Prerequisites for generating column statistics - Amazon Glue
Services or capabilities described in Amazon Web Services documentation might vary by Region. To see the differences applicable to the China Regions, see Getting Started with Amazon Web Services in China (PDF).

Prerequisites for generating column statistics

To generate or update column statistics, the statistics generation task assumes an Amazon Identity and Access Management (IAM) role on your behalf. Based on the permissions granted to the role, the column statistics generation task can read the data from the Amazon S3 data store.

Note

To generate statistics for tables managed by Lake Formation, the IAM role used to generate statistics requires full table access.

To use role-based access control, you must create an IAM role with the permissions listed in the policy below, and add that role to the column statistics generation task.

To create an IAM role for generating column statistics
  1. To create an IAM role, see Create an IAM role for Amazon Glue.

  2. To update an existing role, in the IAM console, go to the IAM role that is being used by the generate column statistics process.

  3. In the Add permissions section, choose Attach policies. In the newly opened browser window, choose AWSGlueServiceRole Amazon managed policy.

  4. You also need to include permissions to read data from the Amazon S3 data location.

    In the Add permissions section, choose Create policy. In the newly opened browser window, create a new policy to use with your role.

  5. In the Create policy page, choose the JSON tab. Copy the following JSON code into the policy editor field.

    Note

    In the following policies, replace account ID with a valid Amazon Web Services account, and replace region with the Region of the table, and bucket-name with the Amazon S3 bucket name.

    { "Version": "2012-10-17", "Statement": [ { "Sid": "S3BucketAccess", "Effect": "Allow", "Action": [ "s3:ListBucket", "s3:GetObject" ], "Resource": [ "arn:aws:s3:::<bucket-name>/*", "arn:aws:s3:::<bucket-name>" ] } ] }
  6. (Optional) If you're using Lake Formation permissions to provide access to your data, the IAM role requires lakeformation:GetDataAccess permissions.

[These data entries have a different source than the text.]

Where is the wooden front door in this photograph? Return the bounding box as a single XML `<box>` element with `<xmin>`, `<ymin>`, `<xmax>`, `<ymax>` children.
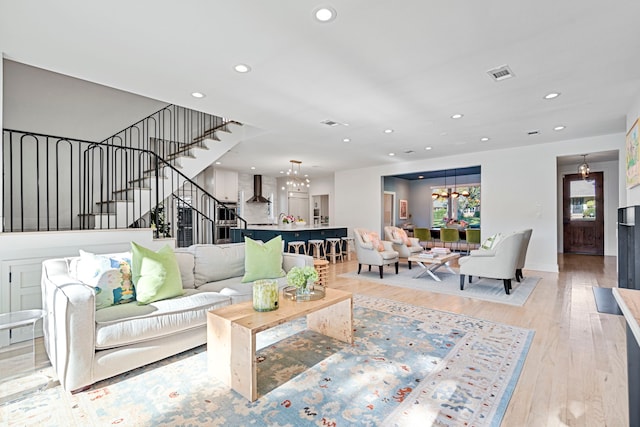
<box><xmin>562</xmin><ymin>172</ymin><xmax>604</xmax><ymax>255</ymax></box>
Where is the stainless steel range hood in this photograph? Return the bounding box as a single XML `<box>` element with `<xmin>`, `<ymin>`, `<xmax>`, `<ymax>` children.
<box><xmin>246</xmin><ymin>175</ymin><xmax>271</xmax><ymax>203</ymax></box>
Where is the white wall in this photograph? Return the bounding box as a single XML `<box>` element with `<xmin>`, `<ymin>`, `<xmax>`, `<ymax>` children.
<box><xmin>556</xmin><ymin>159</ymin><xmax>619</xmax><ymax>256</ymax></box>
<box><xmin>627</xmin><ymin>91</ymin><xmax>640</xmax><ymax>206</ymax></box>
<box><xmin>335</xmin><ymin>133</ymin><xmax>625</xmax><ymax>273</ymax></box>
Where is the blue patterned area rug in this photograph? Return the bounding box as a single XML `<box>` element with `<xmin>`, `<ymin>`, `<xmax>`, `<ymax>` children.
<box><xmin>2</xmin><ymin>295</ymin><xmax>533</xmax><ymax>426</ymax></box>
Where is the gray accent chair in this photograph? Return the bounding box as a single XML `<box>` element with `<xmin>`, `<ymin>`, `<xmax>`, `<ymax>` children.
<box><xmin>384</xmin><ymin>226</ymin><xmax>423</xmax><ymax>269</ymax></box>
<box><xmin>515</xmin><ymin>229</ymin><xmax>533</xmax><ymax>282</ymax></box>
<box><xmin>353</xmin><ymin>228</ymin><xmax>399</xmax><ymax>278</ymax></box>
<box><xmin>458</xmin><ymin>231</ymin><xmax>524</xmax><ymax>295</ymax></box>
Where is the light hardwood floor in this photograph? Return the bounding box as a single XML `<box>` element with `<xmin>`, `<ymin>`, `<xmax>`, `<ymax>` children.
<box><xmin>328</xmin><ymin>253</ymin><xmax>627</xmax><ymax>427</ymax></box>
<box><xmin>31</xmin><ymin>253</ymin><xmax>627</xmax><ymax>426</ymax></box>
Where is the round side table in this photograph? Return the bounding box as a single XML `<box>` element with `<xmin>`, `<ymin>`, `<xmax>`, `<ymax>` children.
<box><xmin>0</xmin><ymin>309</ymin><xmax>48</xmax><ymax>406</ymax></box>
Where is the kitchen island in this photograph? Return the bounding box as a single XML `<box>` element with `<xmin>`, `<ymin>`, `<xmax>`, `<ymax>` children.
<box><xmin>231</xmin><ymin>225</ymin><xmax>348</xmax><ymax>247</ymax></box>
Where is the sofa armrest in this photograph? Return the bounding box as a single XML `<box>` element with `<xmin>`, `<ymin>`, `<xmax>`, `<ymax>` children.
<box><xmin>468</xmin><ymin>249</ymin><xmax>496</xmax><ymax>257</ymax></box>
<box><xmin>282</xmin><ymin>253</ymin><xmax>314</xmax><ymax>272</ymax></box>
<box><xmin>41</xmin><ymin>259</ymin><xmax>97</xmax><ymax>392</ymax></box>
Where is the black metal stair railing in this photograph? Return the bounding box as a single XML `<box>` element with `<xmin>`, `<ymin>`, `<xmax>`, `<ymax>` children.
<box><xmin>2</xmin><ymin>128</ymin><xmax>247</xmax><ymax>246</ymax></box>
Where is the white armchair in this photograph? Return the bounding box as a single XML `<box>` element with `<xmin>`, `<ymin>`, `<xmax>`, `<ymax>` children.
<box><xmin>458</xmin><ymin>231</ymin><xmax>524</xmax><ymax>295</ymax></box>
<box><xmin>353</xmin><ymin>228</ymin><xmax>399</xmax><ymax>278</ymax></box>
<box><xmin>515</xmin><ymin>229</ymin><xmax>533</xmax><ymax>282</ymax></box>
<box><xmin>384</xmin><ymin>226</ymin><xmax>423</xmax><ymax>269</ymax></box>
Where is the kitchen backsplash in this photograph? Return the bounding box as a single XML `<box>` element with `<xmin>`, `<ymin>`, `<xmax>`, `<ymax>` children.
<box><xmin>238</xmin><ymin>173</ymin><xmax>277</xmax><ymax>224</ymax></box>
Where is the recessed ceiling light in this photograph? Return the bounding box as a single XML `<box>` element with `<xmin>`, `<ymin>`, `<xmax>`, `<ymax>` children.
<box><xmin>451</xmin><ymin>113</ymin><xmax>464</xmax><ymax>119</ymax></box>
<box><xmin>234</xmin><ymin>64</ymin><xmax>251</xmax><ymax>73</ymax></box>
<box><xmin>544</xmin><ymin>92</ymin><xmax>560</xmax><ymax>100</ymax></box>
<box><xmin>388</xmin><ymin>152</ymin><xmax>395</xmax><ymax>156</ymax></box>
<box><xmin>343</xmin><ymin>138</ymin><xmax>351</xmax><ymax>142</ymax></box>
<box><xmin>384</xmin><ymin>129</ymin><xmax>394</xmax><ymax>134</ymax></box>
<box><xmin>250</xmin><ymin>166</ymin><xmax>256</xmax><ymax>170</ymax></box>
<box><xmin>554</xmin><ymin>125</ymin><xmax>566</xmax><ymax>131</ymax></box>
<box><xmin>215</xmin><ymin>161</ymin><xmax>221</xmax><ymax>165</ymax></box>
<box><xmin>313</xmin><ymin>6</ymin><xmax>337</xmax><ymax>22</ymax></box>
<box><xmin>425</xmin><ymin>146</ymin><xmax>432</xmax><ymax>150</ymax></box>
<box><xmin>439</xmin><ymin>132</ymin><xmax>448</xmax><ymax>136</ymax></box>
<box><xmin>480</xmin><ymin>137</ymin><xmax>490</xmax><ymax>142</ymax></box>
<box><xmin>279</xmin><ymin>170</ymin><xmax>285</xmax><ymax>174</ymax></box>
<box><xmin>191</xmin><ymin>92</ymin><xmax>206</xmax><ymax>98</ymax></box>
<box><xmin>418</xmin><ymin>175</ymin><xmax>424</xmax><ymax>179</ymax></box>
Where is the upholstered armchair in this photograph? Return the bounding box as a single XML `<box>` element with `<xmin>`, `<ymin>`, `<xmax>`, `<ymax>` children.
<box><xmin>353</xmin><ymin>228</ymin><xmax>399</xmax><ymax>278</ymax></box>
<box><xmin>458</xmin><ymin>231</ymin><xmax>524</xmax><ymax>295</ymax></box>
<box><xmin>515</xmin><ymin>229</ymin><xmax>533</xmax><ymax>282</ymax></box>
<box><xmin>384</xmin><ymin>226</ymin><xmax>423</xmax><ymax>269</ymax></box>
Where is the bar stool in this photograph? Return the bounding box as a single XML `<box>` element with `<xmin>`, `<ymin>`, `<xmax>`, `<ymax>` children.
<box><xmin>325</xmin><ymin>238</ymin><xmax>343</xmax><ymax>264</ymax></box>
<box><xmin>307</xmin><ymin>239</ymin><xmax>326</xmax><ymax>260</ymax></box>
<box><xmin>341</xmin><ymin>236</ymin><xmax>354</xmax><ymax>261</ymax></box>
<box><xmin>287</xmin><ymin>241</ymin><xmax>306</xmax><ymax>254</ymax></box>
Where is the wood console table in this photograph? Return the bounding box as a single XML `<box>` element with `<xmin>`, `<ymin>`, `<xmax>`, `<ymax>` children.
<box><xmin>613</xmin><ymin>288</ymin><xmax>640</xmax><ymax>426</ymax></box>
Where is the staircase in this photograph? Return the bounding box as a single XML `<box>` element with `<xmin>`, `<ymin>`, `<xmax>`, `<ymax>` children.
<box><xmin>2</xmin><ymin>104</ymin><xmax>252</xmax><ymax>245</ymax></box>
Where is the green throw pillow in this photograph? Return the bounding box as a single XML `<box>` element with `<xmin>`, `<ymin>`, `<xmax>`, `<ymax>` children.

    { "Version": "2012-10-17", "Statement": [ { "Sid": "LakeFormationDataAccess", "Effect": "Allow", "Action": "lakeformation:GetDataAccess", "Resource": [ "*" ] } ] }

    If the Amazon S3 data location is registered with Lake Formation, and the IAM role assumed by the column statistics generation task doesn't have IAM_ALLOWED_PRINCIPALS group permissions granted on the table, the role requires Lake Formation ALTER and DESCRIBE permissions on the table. The role used for registering the Amazon S3 bucket requires Lake Formation INSERT and DELETE permissions on the table.

    If the Amazon S3 data location is not registered with Lake Formation, and the IAM role doesn't have IAM_ALLOWED_PRINCIPALS group permissions granted on the table, the role requires Lake Formation ALTER, DESCRIBE, INSERT and DELETE permissions on the table.

  7. (Optional) The column statistics generation task that writes encrypted Amazon CloudWatch Logs requires the following permissions in the key policy.

    { "Version": "2012-10-17", "Statement": [{ "Sid": "CWLogsKmsPermissions", "Effect": "Allow", "Action": [ "logs:CreateLogGroup", "logs:CreateLogStream", "logs:PutLogEvents", "logs:AssociateKmsKey" ], "Resource": [ "arn:aws:logs:<region>:111122223333:log-group:/aws-glue:*" ] }, { "Sid": "KmsPermissions", "Effect": "Allow", "Action": [ "kms:GenerateDataKey", "kms:Decrypt", "kms:Encrypt" ], "Resource": [ "arn:aws:kms:<region>:111122223333:key/"arn of key used for ETL cloudwatch encryption" ], "Condition": { "StringEquals": { "kms:ViaService": ["glue.<region>.amazonaws.com"] } } } ] }
  8. The role you use to run column statistics must have the iam:PassRole permission on the role.

    { "Version": "2012-10-17", "Statement": [{ "Effect": "Allow", "Action": [ "iam:PassRole" ], "Resource": [ "arn:aws:iam::111122223333:role/<columnstats-role-name>" ] }] }
  9. When you create an IAM role for generating column statistics, that role must also have the following trust policy that enables the service to assume the role.

    { "Version": "2012-10-17", "Statement": [ { "Sid": "TrustPolicy", "Effect": "Allow", "Principal": { "Service": "glue.amazonaws.com" }, "Action": "sts:AssumeRole", } ] }